What are common mistakes in using this data to evaluate players
Becoming too rigid with a rule: It’s good to have statistical guides to help you ask the right questions (e.g. should I be concerned with a player’s low steals), but no rule is written in stone and the second you fool yourself into thinking it is, you will get burned. It’s better to take the red flag and then look for different explanations through other statistics, scouting reports and video to try to understand if the concern is legitimate or if you might be wrong.

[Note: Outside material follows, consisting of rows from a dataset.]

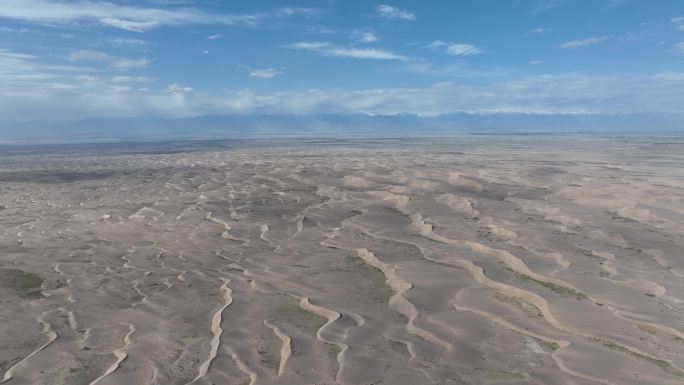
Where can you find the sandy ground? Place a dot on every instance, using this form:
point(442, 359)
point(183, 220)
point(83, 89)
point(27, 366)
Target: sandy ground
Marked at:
point(474, 260)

Picking a biased or meaningless sample: This can apply to models or other comparisons as well. Take Tyler Ennis as an example, if you look for players who came out after their freshman-junior years who have a A/T ratio over 2.5 and at least 2 steals per 40 minutes, you wind up with a list of Chris Paul, Ty Lawson and Mike Conley. Wow, Ennis looks like a surefire all star. However, you might notice his 51% true shooting percentage is far far below those three. If you look for college PGs with a true shooting percentage at 55% or below and 7 assists per 40 or less, you get a much less attractive list. Whenever you are making a list to compare players, always ask yourself why you chose those number or those players. And try a couple of alternate statistics to see if it changes your outlook. It’s common to read posts on fan boards where someone says, Player A averaged 16-5-5 last season, here’s a list of players from basketball reference who averaged at least 16-5-5 and then they will show a list including mostly all stars. Those are almost always misleading unless there is a reason why the 16-5-5 matters.
Failing to understand the right objective: This is less about the model and more about the hubris of the modeler. Take this article from Wages of Wins, I am not here to critique the model, which might be fantastic. However, the writer’s conclusion is that GMs were making dumb mistakes and would be better off if they drafted according to his model. But this assumes that every GM’s goal is to select the player who is ultimately going to have the highest production. That might sound reasonable, but we know that GMs of bad teams (especially small market teams) need to get superstars. They aren’t always trying to pick the safest player. They often would prefer to draft a player with a 30% chance of becoming an all star and 70% chance of becoming a bust over a player who is "guaranteed" to become a solid bench contributor.
Getting swayed by a recent or vivid example: The inverse here is the mistake of fans that models can help with. People are often swayed by recent or vivid examples (this is psychology 101). In the draft, this leads us to immediately link Elfrid Payton with Rondo, even though there are plenty of athletic guards who can’t shoot who have been busts. As Kings fans, some of us see Aaron Gordon and can’t get images of Thomas Robinson out of our heads, even though there are definitive differences. Looking for patterns isn’t bad. But it’s important to stop for a moment and look at the data. Look at the models and question how the two players are different. Don’t let one vivid mistake lead you to make another, bigger mistake as your brain stereotypes certain types of players.
With all the talk of NBA 3.0, hopefully this fills in some of the gaps and helps as we go into the draft and discuss outcomes. In the early 2000s there was a battle between scouting and analytics with many people viewing it as a zero sum game. But now, as Nate Silver writes about in his book The Signal and the Noise, as analytics have grown so have scouting budgets. The two work perfectly in combination and the models produced by Dalt, Hollinger, Pelton, etc. aren’t meant to replace the observations of scouts or college basketball fans on this board, but add to them. Hopefully understanding the value of these models, their limitations and some of the common mistakes made with interpretation helps lead to better conversations.